Il en résulte un paradoxe : alors que de nombreux pays ont constaté « une baisse notable de plusieurs formes traditionnelles de criminalité au cours des dernières décennies », le volume de nouvelles et d’informations sur la criminalité violente « n’a jamais été aussi important »[2]. Cet écart entre la réalité médiatisée et la réalité sociale découle des pratiques journalistiques et des figures narratives propres au genre, qui influencent la perception du public et les politiques publiques.

Les origines de la rubrique criminelle : économie et sensationnalisme

La prédominance de l’actualité criminelle comme sous-genre s’explique à la fois par des incitatifs économiques précis et par l’application de normes et de valeurs journalistiques qui privilégient le sensationnalisme au détriment du contexte.

Un facteur déterminant dans l’essor de la couverture médiatique du crime, particulièrement dans les médias audiovisuels, relève de la simple économie. Historiquement, les médias d’information ont constaté que les faits divers criminels répondaient à leurs besoins commerciaux avec une efficacité maximale. L’ancien présentateur d’Action News, Larry Kane, résumait la dynamique ainsi : « Couvrir le crime coûtait peu cher. C’était facile à couvrir. » Il précisait que les producteurs pouvaient dire à un caméraman : « Filme la scène, filme le sang, filme les victimes, peu importe… et tu peux le faire en vingt secondes », créant ainsi du contenu rapidement et à moindre coût[3].

Cet accent mis sur le sensationnalisme est alimenté par les critères habituels de « valeur médiatique », qui filtrent et façonnent le contenu. Les principaux éléments recherchés par les journalistes comprennent l’immédiateté, la dramatisation, la personnalisation, l’aspect choquant et la nouveauté. La nouveauté, en particulier, explique que la plupart des nouvelles tendent à porter « sur une forme de déviance »[4].

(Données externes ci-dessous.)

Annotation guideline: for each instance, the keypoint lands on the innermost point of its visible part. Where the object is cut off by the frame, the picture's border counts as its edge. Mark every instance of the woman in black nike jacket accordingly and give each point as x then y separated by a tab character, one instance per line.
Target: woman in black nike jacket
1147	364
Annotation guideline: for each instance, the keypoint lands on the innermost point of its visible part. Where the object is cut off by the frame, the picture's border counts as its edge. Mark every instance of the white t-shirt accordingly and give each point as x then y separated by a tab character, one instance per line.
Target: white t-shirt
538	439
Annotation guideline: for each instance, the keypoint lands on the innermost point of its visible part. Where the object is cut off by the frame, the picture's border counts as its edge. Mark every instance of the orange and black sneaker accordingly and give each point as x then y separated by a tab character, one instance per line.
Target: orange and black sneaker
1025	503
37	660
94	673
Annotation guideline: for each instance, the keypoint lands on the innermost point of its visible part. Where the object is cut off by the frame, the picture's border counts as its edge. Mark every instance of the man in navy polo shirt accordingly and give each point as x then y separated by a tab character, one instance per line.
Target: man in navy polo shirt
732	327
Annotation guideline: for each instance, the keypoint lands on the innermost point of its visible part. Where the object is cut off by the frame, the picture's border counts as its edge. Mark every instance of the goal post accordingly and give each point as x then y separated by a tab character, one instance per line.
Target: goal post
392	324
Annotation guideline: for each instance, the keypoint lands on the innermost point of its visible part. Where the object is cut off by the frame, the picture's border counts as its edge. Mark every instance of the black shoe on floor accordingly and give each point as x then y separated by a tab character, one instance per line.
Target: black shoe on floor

Les origines du genre sont également liées à des périodes historiques spécifiques où le volume de couverture médiatique a largement dépassé les tendances réelles de la criminalité :

  • La paranoïa des années 1970 et 1980 : Durant cette période, les médias d’information locaux ont joué un rôle central dans la fabrication d’une peur du « danger venu de l’inconnu », une panique morale qui continue d’influencer l’imaginaire collectif et de « reconfigurer notre compréhension de l’espace social partagé ». Des affaires très médiatisées, comme les meurtres en série ou les enlèvements d’enfants, sont devenues des thèmes privilégiés de la presse à sensation, bien qu’elles ne représentaient en réalité que moins de 1 % des homicides[5].
  • Le paradoxe de la couverture médiatique des années 1990 : Malgré les statistiques fédérales montrant une baisse de 34 % de la criminalité entre 1991 et 2000, le nombre d’articles consacrés aux crimes, notamment aux homicides, a augmenté de plus de 700 % au cours de la même décennie[6]. Ce décalage illustre que le volume de la couverture médiatique ne dépend pas des taux de criminalité, mais est « davantage influencé par les événements, les campagnes et les programmes politiques »[7].

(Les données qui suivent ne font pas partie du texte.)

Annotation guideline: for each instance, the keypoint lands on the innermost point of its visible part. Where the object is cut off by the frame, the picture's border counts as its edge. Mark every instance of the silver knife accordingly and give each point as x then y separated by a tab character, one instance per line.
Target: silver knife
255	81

[1] Cere, R., Jewkes, Y., & Ugelvik, T. (2013). Media and crime: a comparative analysis of crime news in the UK, Norway and Italy. In The Routledge handbook of European criminology (pp. 266-279). Routledge.

[2] Cere, R., Jewkes, Y., & Ugelvik, T. (2013). Media and crime: a comparative analysis of crime news in the UK, Norway and Italy. In The Routledge handbook of European criminology (pp. 266-279). Routledge.

[3] Jones, L.A. (2022) Lights. Camera. Crime. The Philadelphia Inquirer.

[4] Reiner, R. (2002). Media made criminality: The representation of crime in the mass media.

[5] Brennan, C. (2023) The Twisted History of the American Crime Anxiety Industry. The Nation.

[6] Thompson-Morton, C. (2024) Newsrooms working to transform their crime coverage are seeing the payoffs. Poynter.

[7] Karakatsanis, A. (2025) Copaganda. The New Press.